La démocratie serait née à Athènes au 5ème siècle sur le fondement de l’idée de liberté, et d’égalité entre les citoyens. Il existe une multitude de définitions de la démocratie mais d’une manière générale il s’agit d’un système dans lequel le peuple est le centre du pouvoir. C’est sans doute le seul point fondamental qui relie la démocratie antique à la démocratie moderne car la figure du citoyen contemporain n’a plus grand-chose à voir avec celle du citoyen antique.

Plus prés de nous l’idée de démocratie renaît avec l’humanisme, l’individualisme, le libéralisme, les droits de l’homme, le contrat social et la citoyenneté. On redécouvre au XVIII ème siècle la question essentielle de la participation effective du peuple au gouvernement. Question qui oppose la démocratie formelle à la démocratie réelle, évoquée par les théories socialistes et marxistes. De son coté Tocqueville fonde la démocratie dans la tendance à l’égalité dont il constate la mise en œuvre aux Etats-Unis conjointement avec la liberté.
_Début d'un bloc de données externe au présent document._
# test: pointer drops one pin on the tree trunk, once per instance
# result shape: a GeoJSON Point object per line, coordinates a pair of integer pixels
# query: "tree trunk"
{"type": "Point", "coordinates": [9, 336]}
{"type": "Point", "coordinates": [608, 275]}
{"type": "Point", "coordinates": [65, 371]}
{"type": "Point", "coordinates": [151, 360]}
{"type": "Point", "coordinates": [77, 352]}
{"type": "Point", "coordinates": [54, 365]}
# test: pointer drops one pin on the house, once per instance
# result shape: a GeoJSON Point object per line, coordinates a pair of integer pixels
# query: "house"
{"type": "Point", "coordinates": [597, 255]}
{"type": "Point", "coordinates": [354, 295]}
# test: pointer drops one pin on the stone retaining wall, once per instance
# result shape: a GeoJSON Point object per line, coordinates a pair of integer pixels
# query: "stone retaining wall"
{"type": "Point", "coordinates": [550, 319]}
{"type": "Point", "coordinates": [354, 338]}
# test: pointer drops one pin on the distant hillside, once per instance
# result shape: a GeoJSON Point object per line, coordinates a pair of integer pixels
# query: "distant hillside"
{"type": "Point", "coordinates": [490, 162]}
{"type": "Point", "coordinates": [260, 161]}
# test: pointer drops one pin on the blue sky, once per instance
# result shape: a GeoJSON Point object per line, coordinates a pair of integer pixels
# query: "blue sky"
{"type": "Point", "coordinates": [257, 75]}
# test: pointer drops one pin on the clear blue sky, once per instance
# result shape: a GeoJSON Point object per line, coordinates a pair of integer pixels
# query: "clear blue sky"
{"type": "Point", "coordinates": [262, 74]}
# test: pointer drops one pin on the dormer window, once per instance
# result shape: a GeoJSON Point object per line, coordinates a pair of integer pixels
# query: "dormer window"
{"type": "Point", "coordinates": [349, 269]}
La démocratie est avant tout un état social, c'est-à-dire un processus d’égalisation des conditions dans les sociétés modernes. « La démocratie est une manière d’être de nos sociétés ».

Le passage à un régime démocratique pose de nombreuses questions comme celle de la représentation populaire, à celle de la citoyenneté, des droits et des libertés, des parties politiques qui concourent à son exercice …. Mais également aux conditions de son exercice. Pour une large part la notion de démocratie renvoit à la notion de démocratie élective. On rappellera simplement pour mémoire qu’en France, c’est en 1848 qu’est proclamé le suffrage universel direct (élection du président de la République). Après avoir sommairement défini les cadres de la démocratie nous nous attacherons à décrire rapidement ses différentes formes.

1 Les cadres de la démocratie

La démocratie est caractérisée par un ensemble d’institutions et de principes d’une part, et par la place de la société, d’autre part.

1.1 Les principes

Dans un système libéral, la démocratie repose sur la promotion de l’individu et des droits de l’homme, la souveraineté du peuple à travers la nation, l’égalité, la liberté politique, la représentativité populaire universelle, la citoyenneté, la laïcité, la constitution et la loi. La démocratie ne se limite pas à élire démocratiquement des représentants du peuple (sans quoi les pays de l’ex bloc soviétique devraient être considérés comme des démocraties). Elle suppose le respect de certaines valeurs comme le pluralisme, la liberté d’expression ou encore la liberté de la presse. La démocratie suppose également que les citoyens soient suffisamment éclairés pour être capables de faire des choix réfléchis.

L’égalité est également une valeur indissociable de la démocratie. Elle est le support de l’Etat impartial, l’expression de la liberté qui se traduit par le grand principe de l’ « égalité des chances » apporté par l’école et la sélection par les concours ouverts à tous. Il faut toutefois tempérer un trop grand optimisme car bien souvent l’égalité entre les citoyens n’est que trop formelle.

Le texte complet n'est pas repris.